Le processus transparent a conduit à l’élection constitutionnelle d’un nouveau Conseil National Electoral, avec le geste magnanime de pardonner à plus de 100 vénézuéliens impliqués dans toutes sortes d’agressions contre les institutions, depuis les tentatives de coups d’états, jusqu’aux incursions mercenaires et les tentatives d’assassinat. Et comme l’établit la Constitution de la République Bolivarienne du Venezuela, tous ces gestes sont le tribut payé pour la convocation d’un processus électoral pour relégitimer le Pouvoir Législatif, avec les plus grandes garanties électorales, des invitations ouvertes pour l’observation de l’évènement.

Tout cela démontre l’indéniable volonté de paix de la Révolution bolivarienne. C’est uniquement ce processus humaniste et populaire qui est garant d’une paix durable, terreau de la justice sociale.

Souvenons-nous d’un fragment du poème « S’éveiller » du grand écrivain Andrés Eloy Blanco :

Mais ici nous sommes près des enfants,

pour leur donner la patrie parce qu’elle est bonne,

pour leur donner la patrie sans douleur de parole,

comme se donnent les patries, sans mouiller leurs cernes,

comme se donnent les yeux, sans leur cacher le jour,

comme se donne la nuit, sans lui cacher l’étoile,

comme se donne la terre, sans lui enlever les arbres ,

comme se donnent les arbres , sans leur enlever la terre.

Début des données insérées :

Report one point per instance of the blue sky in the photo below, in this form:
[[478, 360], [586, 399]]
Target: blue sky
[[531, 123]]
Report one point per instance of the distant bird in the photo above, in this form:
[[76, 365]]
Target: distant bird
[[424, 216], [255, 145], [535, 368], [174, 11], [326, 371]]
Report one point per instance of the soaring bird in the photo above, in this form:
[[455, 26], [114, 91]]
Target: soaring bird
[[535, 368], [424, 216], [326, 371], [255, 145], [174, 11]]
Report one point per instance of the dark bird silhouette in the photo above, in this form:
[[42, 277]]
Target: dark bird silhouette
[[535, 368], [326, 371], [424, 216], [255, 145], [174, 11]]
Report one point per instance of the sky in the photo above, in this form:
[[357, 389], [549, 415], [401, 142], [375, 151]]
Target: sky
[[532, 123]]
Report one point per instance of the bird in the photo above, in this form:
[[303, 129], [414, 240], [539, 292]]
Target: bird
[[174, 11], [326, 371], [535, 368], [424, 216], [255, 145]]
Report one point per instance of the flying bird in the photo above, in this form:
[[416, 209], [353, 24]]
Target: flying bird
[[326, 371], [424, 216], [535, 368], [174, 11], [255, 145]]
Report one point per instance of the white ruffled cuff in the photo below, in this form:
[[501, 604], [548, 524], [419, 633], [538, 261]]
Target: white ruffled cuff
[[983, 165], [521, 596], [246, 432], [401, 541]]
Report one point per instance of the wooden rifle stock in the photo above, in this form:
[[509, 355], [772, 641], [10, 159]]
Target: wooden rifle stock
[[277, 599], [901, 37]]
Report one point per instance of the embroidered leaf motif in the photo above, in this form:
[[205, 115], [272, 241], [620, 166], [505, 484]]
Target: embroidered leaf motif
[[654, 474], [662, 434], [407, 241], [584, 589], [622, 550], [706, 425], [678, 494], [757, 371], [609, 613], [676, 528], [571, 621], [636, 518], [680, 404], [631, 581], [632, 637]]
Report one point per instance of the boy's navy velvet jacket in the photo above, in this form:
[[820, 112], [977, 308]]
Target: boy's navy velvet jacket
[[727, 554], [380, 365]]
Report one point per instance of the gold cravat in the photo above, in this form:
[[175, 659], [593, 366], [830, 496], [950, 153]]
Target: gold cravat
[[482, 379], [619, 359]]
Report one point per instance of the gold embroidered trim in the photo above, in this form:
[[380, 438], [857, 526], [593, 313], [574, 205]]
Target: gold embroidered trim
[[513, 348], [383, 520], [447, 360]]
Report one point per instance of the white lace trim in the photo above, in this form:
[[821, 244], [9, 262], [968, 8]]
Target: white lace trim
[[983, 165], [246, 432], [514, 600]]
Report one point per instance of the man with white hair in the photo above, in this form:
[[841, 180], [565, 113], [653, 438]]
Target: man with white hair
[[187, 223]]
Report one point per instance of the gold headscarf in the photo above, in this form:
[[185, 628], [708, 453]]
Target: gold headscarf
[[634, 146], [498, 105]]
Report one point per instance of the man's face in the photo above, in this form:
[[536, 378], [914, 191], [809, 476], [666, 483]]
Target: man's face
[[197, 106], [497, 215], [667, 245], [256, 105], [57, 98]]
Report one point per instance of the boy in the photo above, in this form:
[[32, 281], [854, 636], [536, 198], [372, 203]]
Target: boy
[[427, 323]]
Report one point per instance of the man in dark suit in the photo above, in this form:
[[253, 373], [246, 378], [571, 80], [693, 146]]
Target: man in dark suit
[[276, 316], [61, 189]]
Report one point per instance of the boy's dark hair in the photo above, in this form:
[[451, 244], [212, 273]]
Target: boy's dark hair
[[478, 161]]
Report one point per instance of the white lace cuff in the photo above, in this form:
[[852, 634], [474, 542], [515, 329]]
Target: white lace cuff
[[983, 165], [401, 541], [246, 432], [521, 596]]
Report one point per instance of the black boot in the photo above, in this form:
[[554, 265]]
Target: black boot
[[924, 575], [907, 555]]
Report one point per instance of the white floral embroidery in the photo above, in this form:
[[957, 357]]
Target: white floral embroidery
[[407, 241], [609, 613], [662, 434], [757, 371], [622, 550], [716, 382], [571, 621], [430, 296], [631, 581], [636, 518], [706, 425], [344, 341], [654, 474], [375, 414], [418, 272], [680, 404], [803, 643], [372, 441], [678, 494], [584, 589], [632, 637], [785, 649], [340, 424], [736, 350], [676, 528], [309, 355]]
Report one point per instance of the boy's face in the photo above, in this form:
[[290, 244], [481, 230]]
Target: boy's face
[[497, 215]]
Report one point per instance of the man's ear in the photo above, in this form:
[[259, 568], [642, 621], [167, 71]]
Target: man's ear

Et parler ainsi aux enfants de la patrie lointaine,

dans une classe claire, avec la fenêtre ouverte :

Les quatre qui sommes ici,

nous sommes nés sur la terre même du Venezuela ;

nous aimons Bolivar comme la vie même

et le peuple de Bolivar plus que la vie entière

et le Venezuela, injoignable et pur,

nous savons aller vers le « bénis sois-tu ».

Nous, peuple et Révolution, nous conjurons l’air nostalgique de Andrés Eloy. Nous luttons aussi pour la consolidation d’une Patrie complète. Nous sommes certains de la consolidation définitive de cette patrie que nous a laissée Bolivar et que Hugo Chavez a sauvée. Pleinement souveraine et indépendante. Nous avons une Patrie et un peuple convaincu qu’il n’y a pas un chemin pour la paix, mais que, comme nous l’a enseigné le Mahatma Gandhi, la paix est l’unique chemin possible.